Этот реванш интимной сферы в каком–то смысле обозначает конец вежества, хотя, по инерции, его жизнь продолжается. Форма и дидактика учебников хороших манер еще не утрачивают привлекательности; во время Французской революции появляются их республиканские модификации, пытающиеся совместить несовместимое — руссоистскую модель воспитания и обновленную эразмову формулу. В результате возникают странные монстры, где в традиционном и практически не меняющемся формате учебника равно присутствуют старые жесты и новые ценности. Вместо «Четверостиший» Пибрака — максимы Вольтера; «Простые мысли о Боге и религии», а также «Предписания Разума» отпечатаны теми же архаическими литерами, которые использовались в подобных изданиях с XVI века. Но само воспитание проходит под знаком Руссо и приспособлено к новым политическим обстоятельствам: «В те времена, когда среди людей почитались только происхождение, высокое положение и богатство, приходилось тратить много сил на то, чтобы изучить все нюансы принятых в обществе обхождения и учтивости. Теперь же в жизни необходимо следовать единственному правилу — быть со всеми свободным, скромным, честным и откровенным»[140]. Это все та же давняя мечта об абсолютной прозрачности общественных отношений, хотя и в новом оформлении. После вступительных деклараций следует знакомая педагогическая диспозиция — расписание занятий от рассвета до заката, где почитание Верховного Существа заменяет благочестивые упражнения Ла Саля. Жертва собственного успеха, эта воспитательная форма настолько окаменела, что не способна к изменению. Поэтому нет ничего удивительного в том, что после Революции все возвращается на круги своя, то есть возобновляется выпуск канонических учебников приличий.
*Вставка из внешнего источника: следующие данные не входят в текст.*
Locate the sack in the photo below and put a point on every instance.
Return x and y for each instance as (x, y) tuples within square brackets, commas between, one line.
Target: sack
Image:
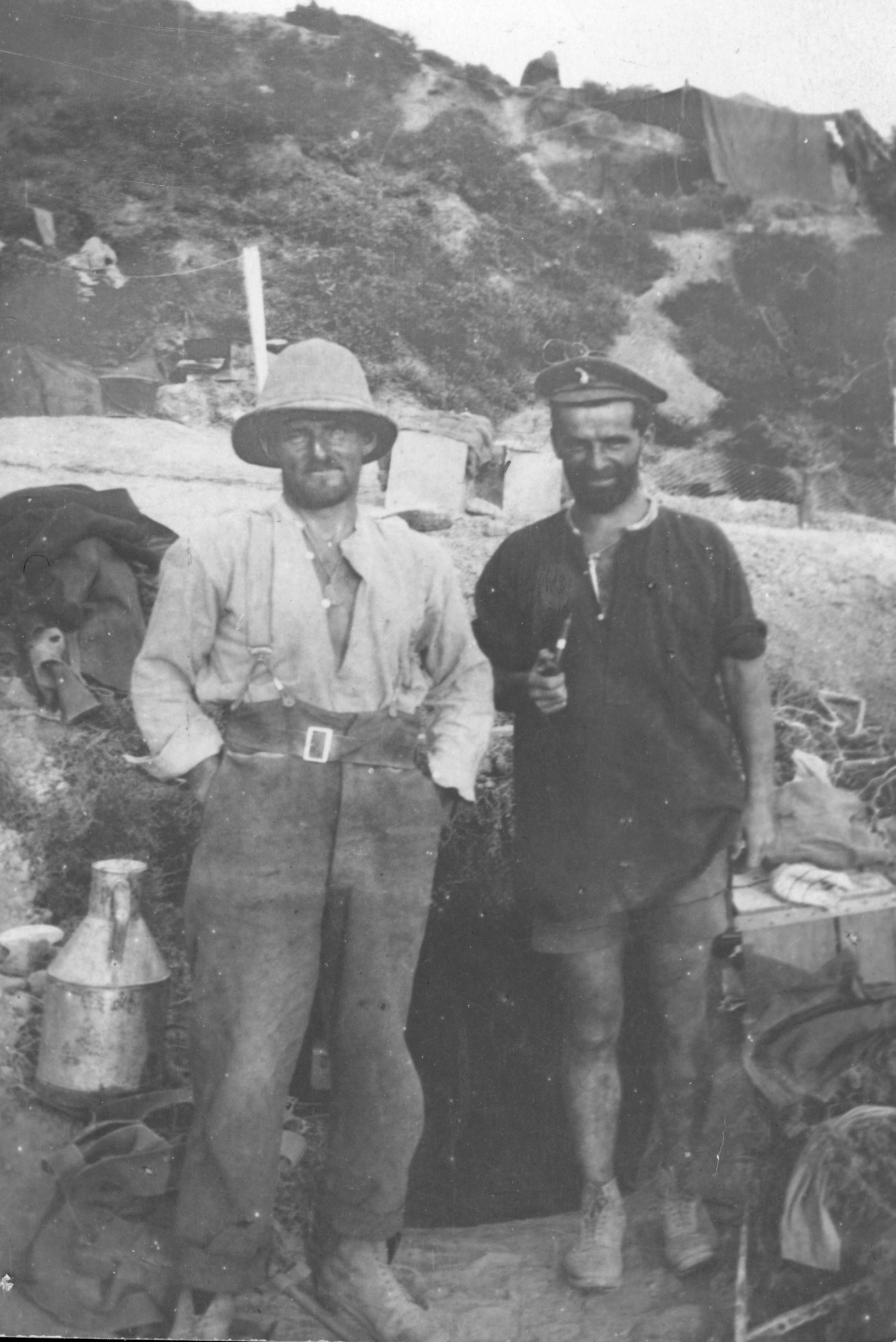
[(825, 1046), (103, 1258), (825, 825), (841, 1195)]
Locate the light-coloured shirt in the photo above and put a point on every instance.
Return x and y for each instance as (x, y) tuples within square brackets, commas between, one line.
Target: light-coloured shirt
[(410, 640)]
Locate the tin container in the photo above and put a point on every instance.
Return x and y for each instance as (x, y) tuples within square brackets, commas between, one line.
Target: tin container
[(106, 999)]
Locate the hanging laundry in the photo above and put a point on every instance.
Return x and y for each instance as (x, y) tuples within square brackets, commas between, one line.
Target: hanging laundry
[(95, 264)]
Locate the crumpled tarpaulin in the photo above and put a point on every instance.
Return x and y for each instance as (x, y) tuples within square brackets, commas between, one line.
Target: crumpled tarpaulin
[(35, 383), (769, 153), (66, 561)]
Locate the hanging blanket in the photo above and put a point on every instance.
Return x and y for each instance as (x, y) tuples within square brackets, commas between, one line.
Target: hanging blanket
[(769, 153), (67, 561)]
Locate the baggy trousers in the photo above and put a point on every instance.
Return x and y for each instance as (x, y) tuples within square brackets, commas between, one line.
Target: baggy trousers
[(297, 861)]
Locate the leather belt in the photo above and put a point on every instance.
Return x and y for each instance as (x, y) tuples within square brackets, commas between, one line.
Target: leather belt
[(319, 737)]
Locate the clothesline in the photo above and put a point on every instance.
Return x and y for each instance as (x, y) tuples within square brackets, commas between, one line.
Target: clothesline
[(166, 274), (182, 274)]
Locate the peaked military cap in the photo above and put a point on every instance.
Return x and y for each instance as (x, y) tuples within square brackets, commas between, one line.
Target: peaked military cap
[(592, 380)]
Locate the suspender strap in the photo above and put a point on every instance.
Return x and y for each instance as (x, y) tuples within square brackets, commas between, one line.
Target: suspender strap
[(259, 597)]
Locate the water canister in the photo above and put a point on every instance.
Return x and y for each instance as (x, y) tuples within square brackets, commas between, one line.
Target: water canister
[(106, 998)]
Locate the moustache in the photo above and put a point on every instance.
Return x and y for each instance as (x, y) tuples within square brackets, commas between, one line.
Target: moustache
[(321, 468)]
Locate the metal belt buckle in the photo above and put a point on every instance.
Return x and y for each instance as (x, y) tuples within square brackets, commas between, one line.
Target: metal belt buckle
[(318, 742)]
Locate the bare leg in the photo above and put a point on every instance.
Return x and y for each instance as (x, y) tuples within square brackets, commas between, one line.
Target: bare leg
[(593, 986), (593, 983), (679, 952), (680, 971)]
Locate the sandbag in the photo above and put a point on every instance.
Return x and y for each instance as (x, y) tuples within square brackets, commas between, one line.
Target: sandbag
[(841, 1195), (825, 1046), (103, 1259), (825, 825)]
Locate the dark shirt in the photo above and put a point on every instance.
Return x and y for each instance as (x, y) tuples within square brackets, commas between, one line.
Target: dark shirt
[(632, 790)]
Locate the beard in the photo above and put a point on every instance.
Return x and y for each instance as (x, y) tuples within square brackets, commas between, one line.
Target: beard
[(324, 486), (605, 492)]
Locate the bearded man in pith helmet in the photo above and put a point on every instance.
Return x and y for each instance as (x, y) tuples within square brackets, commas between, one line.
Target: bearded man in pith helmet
[(624, 642), (319, 631)]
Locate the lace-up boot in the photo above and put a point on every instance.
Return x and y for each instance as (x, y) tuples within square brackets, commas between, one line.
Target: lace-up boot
[(358, 1289), (690, 1235), (595, 1263)]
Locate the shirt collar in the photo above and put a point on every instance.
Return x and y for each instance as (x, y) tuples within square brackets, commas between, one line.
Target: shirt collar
[(651, 516), (358, 547)]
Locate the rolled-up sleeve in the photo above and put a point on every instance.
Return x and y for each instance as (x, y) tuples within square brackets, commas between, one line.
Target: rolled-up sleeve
[(738, 633), (462, 685), (179, 640)]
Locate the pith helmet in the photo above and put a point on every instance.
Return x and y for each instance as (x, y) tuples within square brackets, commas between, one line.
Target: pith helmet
[(315, 375)]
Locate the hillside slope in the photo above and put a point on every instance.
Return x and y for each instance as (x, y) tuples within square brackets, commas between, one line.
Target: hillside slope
[(436, 221)]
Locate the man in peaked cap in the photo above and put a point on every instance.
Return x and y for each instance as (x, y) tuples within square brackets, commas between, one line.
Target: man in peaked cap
[(318, 633), (624, 640)]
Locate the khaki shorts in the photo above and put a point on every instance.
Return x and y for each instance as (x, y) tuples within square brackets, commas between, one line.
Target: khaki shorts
[(694, 913)]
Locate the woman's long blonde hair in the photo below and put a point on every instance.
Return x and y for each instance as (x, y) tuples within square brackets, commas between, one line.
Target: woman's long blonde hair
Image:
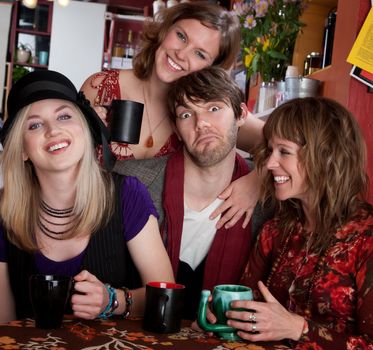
[(333, 155), (20, 197)]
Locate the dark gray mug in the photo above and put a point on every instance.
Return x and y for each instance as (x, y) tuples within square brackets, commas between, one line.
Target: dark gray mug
[(163, 307), (49, 295), (125, 118)]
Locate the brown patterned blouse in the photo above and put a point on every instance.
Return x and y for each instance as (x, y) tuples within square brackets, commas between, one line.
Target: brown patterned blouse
[(109, 89), (333, 292)]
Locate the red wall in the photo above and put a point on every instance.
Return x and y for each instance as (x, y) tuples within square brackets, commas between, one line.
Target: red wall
[(360, 103)]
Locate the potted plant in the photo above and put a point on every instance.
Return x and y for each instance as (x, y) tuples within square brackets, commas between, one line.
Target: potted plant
[(269, 30), (23, 53)]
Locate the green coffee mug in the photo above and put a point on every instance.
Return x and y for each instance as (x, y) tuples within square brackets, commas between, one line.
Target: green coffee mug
[(222, 296)]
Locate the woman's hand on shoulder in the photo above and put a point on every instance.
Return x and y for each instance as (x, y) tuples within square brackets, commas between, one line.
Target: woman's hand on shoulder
[(240, 198), (90, 296)]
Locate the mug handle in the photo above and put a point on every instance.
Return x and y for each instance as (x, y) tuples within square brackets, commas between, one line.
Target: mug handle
[(202, 321)]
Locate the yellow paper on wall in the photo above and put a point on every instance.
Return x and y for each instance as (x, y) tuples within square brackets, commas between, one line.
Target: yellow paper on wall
[(361, 54)]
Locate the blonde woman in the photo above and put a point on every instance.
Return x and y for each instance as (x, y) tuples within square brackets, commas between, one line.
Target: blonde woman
[(63, 214)]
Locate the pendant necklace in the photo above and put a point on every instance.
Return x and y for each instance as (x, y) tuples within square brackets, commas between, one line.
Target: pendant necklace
[(150, 140), (42, 221)]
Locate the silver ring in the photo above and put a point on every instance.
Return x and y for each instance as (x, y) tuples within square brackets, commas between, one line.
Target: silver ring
[(252, 316)]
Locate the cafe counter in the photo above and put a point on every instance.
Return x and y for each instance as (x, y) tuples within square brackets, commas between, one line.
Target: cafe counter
[(113, 333)]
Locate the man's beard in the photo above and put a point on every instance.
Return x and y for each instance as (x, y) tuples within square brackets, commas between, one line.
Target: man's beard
[(211, 156)]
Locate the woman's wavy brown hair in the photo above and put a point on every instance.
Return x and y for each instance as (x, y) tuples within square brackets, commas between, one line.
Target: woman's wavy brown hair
[(333, 154), (210, 15)]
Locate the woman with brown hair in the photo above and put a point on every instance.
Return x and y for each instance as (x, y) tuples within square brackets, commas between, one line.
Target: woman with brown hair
[(184, 38), (313, 262)]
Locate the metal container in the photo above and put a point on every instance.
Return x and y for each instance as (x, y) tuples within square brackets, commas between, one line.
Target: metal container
[(301, 87)]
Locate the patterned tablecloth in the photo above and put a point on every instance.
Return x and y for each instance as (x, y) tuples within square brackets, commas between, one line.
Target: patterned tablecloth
[(111, 334)]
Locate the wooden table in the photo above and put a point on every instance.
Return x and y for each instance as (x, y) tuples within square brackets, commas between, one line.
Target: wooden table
[(114, 333)]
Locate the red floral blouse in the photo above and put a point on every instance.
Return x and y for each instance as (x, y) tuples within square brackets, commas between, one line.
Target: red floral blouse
[(334, 293)]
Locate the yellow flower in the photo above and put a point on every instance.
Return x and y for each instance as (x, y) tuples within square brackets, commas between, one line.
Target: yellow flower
[(265, 44), (248, 59)]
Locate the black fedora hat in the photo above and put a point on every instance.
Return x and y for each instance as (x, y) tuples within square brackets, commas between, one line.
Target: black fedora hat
[(47, 84)]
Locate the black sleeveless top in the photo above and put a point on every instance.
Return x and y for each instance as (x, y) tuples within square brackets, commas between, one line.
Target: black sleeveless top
[(106, 257)]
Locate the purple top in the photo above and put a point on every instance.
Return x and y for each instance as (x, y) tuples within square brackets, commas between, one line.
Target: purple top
[(137, 207)]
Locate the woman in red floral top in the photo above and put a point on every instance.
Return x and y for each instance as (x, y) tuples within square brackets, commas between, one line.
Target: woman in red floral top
[(313, 263)]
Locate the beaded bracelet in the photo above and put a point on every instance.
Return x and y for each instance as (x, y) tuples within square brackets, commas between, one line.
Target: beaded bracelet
[(129, 302), (112, 304)]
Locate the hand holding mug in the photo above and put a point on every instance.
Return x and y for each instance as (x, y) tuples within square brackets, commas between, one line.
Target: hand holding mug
[(49, 295), (222, 297), (91, 296), (264, 321)]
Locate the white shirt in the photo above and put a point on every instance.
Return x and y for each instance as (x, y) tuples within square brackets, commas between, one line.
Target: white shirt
[(198, 233)]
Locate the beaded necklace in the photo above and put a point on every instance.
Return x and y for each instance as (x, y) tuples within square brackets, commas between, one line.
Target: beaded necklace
[(317, 271), (65, 214)]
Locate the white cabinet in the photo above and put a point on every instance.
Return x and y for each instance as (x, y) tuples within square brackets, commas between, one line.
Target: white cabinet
[(77, 40)]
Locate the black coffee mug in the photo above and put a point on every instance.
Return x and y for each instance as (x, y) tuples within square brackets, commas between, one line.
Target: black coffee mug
[(49, 295), (163, 307), (125, 118)]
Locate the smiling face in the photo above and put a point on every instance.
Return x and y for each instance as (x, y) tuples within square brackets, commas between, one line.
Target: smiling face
[(188, 46), (53, 136), (208, 130), (288, 172)]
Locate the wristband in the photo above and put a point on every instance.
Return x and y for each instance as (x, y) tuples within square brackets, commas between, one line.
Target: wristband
[(129, 302), (112, 304)]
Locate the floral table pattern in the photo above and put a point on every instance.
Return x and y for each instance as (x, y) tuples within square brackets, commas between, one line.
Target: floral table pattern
[(111, 334)]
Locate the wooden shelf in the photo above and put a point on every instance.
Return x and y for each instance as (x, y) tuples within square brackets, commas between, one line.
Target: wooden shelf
[(32, 32), (33, 65)]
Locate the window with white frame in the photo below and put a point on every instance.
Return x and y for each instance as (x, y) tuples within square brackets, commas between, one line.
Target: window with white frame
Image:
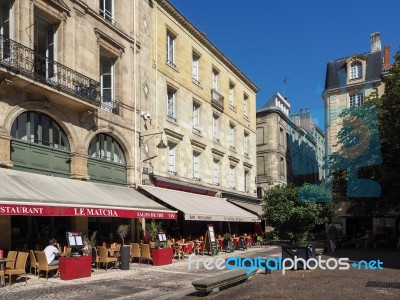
[(196, 118), (5, 29), (215, 172), (356, 99), (245, 181), (171, 150), (171, 49), (231, 95), (106, 80), (245, 109), (231, 136), (246, 144), (356, 70), (107, 10), (216, 128), (196, 166), (215, 79), (171, 105), (282, 167), (195, 68), (45, 46), (232, 177)]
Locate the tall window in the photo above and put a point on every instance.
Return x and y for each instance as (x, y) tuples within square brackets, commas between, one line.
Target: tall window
[(245, 181), (216, 172), (232, 177), (245, 109), (171, 105), (231, 95), (107, 148), (246, 144), (44, 47), (107, 10), (232, 137), (282, 167), (281, 137), (196, 166), (171, 158), (356, 70), (356, 99), (216, 128), (215, 80), (106, 80), (196, 118), (171, 49), (38, 128), (195, 68), (5, 29)]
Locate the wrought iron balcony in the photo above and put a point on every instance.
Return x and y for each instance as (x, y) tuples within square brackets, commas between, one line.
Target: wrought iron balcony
[(25, 61), (217, 100)]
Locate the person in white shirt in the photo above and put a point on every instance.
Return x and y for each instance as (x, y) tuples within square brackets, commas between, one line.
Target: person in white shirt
[(52, 251)]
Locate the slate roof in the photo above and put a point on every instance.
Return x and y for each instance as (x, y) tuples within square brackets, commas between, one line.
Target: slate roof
[(336, 70)]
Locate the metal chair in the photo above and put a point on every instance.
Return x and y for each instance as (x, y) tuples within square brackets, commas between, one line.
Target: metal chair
[(20, 267), (104, 258), (34, 262), (145, 252), (43, 265)]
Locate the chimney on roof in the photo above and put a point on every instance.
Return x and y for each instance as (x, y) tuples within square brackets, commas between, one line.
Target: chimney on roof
[(386, 58), (376, 42)]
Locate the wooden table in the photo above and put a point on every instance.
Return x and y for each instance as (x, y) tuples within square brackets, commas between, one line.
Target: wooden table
[(2, 262)]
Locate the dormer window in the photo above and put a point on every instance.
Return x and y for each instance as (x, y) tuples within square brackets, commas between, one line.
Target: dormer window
[(356, 70)]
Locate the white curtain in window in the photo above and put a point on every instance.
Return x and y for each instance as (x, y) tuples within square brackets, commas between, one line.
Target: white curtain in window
[(171, 158), (196, 115), (232, 177), (196, 165)]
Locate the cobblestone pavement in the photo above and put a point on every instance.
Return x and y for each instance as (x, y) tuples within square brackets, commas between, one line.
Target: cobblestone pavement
[(141, 282), (319, 284)]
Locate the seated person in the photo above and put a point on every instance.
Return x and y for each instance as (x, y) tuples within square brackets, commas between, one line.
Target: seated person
[(51, 251)]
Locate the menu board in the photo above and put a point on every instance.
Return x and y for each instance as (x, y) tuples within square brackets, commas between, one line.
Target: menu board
[(210, 241), (74, 239)]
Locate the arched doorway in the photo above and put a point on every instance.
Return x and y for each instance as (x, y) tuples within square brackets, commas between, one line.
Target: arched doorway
[(106, 160), (39, 145)]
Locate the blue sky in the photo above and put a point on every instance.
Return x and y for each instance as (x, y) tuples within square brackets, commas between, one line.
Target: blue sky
[(273, 40)]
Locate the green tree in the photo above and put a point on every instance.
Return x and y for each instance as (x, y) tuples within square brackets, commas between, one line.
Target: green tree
[(296, 220)]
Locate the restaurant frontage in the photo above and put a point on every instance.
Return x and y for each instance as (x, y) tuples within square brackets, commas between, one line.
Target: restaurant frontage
[(34, 208), (196, 211)]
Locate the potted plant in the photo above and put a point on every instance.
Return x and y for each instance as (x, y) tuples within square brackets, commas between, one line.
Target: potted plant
[(153, 228), (122, 232), (227, 242)]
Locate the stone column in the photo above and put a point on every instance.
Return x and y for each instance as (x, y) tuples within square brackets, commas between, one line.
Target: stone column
[(5, 146), (79, 168)]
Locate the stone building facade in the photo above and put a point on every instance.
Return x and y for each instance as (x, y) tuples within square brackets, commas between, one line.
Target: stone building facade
[(204, 111), (288, 146), (349, 81), (71, 92)]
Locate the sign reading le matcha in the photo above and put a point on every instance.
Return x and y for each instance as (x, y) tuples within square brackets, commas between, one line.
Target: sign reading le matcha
[(211, 242)]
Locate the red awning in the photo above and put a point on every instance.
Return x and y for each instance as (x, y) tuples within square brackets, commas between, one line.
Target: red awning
[(79, 211), (31, 194)]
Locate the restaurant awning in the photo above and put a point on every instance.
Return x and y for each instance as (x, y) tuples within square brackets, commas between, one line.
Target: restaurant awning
[(252, 207), (32, 194), (199, 207)]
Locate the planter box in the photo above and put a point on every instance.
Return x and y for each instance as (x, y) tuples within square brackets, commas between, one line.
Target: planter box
[(299, 252), (75, 267), (162, 256)]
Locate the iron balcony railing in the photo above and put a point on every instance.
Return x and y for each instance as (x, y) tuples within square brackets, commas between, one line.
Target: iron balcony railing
[(217, 100), (24, 60)]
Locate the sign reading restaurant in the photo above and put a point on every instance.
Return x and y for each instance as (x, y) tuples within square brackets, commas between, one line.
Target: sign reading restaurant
[(38, 210), (194, 217)]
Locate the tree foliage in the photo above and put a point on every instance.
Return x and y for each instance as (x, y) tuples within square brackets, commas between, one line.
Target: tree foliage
[(293, 219)]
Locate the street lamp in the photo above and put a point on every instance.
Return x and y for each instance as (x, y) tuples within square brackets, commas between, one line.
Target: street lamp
[(160, 145)]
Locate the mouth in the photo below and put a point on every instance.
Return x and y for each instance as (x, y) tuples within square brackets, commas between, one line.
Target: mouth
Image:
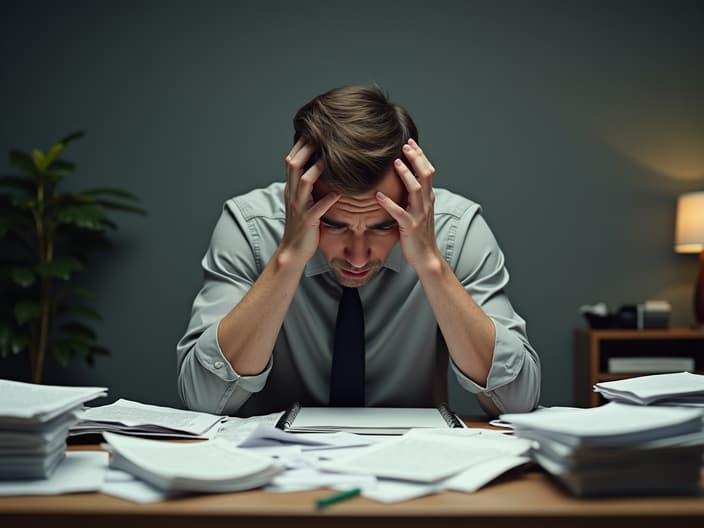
[(354, 274)]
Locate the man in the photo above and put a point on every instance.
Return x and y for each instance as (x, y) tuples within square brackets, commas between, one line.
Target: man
[(357, 251)]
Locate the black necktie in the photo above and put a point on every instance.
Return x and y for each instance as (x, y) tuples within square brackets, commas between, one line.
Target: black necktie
[(347, 375)]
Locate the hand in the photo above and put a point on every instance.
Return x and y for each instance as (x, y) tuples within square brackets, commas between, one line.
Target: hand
[(302, 231), (416, 223)]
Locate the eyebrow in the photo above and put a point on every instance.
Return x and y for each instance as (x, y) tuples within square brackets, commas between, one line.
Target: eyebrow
[(379, 225)]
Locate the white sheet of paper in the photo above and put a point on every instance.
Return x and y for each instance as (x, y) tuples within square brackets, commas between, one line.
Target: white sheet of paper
[(125, 486), (236, 430), (415, 456), (42, 402), (606, 421), (310, 478), (479, 475), (80, 471), (135, 414)]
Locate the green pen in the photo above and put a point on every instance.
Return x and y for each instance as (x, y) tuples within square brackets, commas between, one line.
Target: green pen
[(337, 497)]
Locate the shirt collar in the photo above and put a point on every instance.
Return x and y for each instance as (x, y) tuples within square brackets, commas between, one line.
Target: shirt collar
[(318, 264)]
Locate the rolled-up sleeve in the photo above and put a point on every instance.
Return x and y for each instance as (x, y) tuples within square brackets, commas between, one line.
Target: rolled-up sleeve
[(513, 383), (206, 380)]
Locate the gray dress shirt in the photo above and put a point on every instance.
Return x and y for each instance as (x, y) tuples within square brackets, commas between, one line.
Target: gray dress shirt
[(406, 356)]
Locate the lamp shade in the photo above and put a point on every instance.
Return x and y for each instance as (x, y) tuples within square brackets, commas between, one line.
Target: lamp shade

Но к тому времени, когда эта модель вежества становится действительно общедоступной, от нее остаются жалкие обломки. Мечта о системе взаимного признания, опираясь на которую можно было бы упорядочить общественные связи, до предела истощена, обесценена и измучена внутренними противоречиями. Она превратилась в набор авторитарных норм, своеобразную комедию видимости, которая пользуется некоторым доверием лишь у самой непритязательной публики. Еще до того как вступает в силу новый кодекс общественного поведения, вежество не выдерживает конкуренции с крепнущим культом индивидуальности и спонтанности. По правде говоря, сохранив лишь свои внешние признаки, оно вызывает одни насмешки. Когда в середине XIX века Станислас Давид обрисовывает тип малограмотного и нищего учителя, который ничего толком не изучал и не испытал, то единственным источником знаний этого плебея, случайно переходящего от одного состоятельного дома к другому, является тонкий том, озаглавленный «Приличия»: «О да, это предмет его повседневного исследования, его кодекс, правила поведения, кладовая прекрасного. Он обдумывает, как ему представиться; изучает себя и пробует различные позы и обороты фраз. Он как можно дольше оттягивает тот момент, когда ему надо появиться, поскольку чрезвычайно опасается новых лиц»[141]. Текст, который на протяжении трех веков предназначался для того, чтобы знакомить детей с обществом, становится символом отсутствия социальной адаптации; мечта об управлении душою выродилась в нелепое позирование. Приличия — это то, что остается, когда человек так ничему и не научился.
ПРИБЕЖИЩА ИНТИМНОСТИ
Орест Ранум
Как выйти за пределы столь любимых классической историографией героических историй, прославляющих индивидуума и индивидуализм?[142] В наше время историки стремятся как можно пристальней относиться к социальным аспектам прошлого, но исследование приватной сферы — тех пространств, где происходит изобретение себя, установление связей между двумя внутренними мирами (что и есть интимность с точки зрения Нового времени), — пока остается на уровне поучительных биографий. История интимного «я» еще ждет своего написания.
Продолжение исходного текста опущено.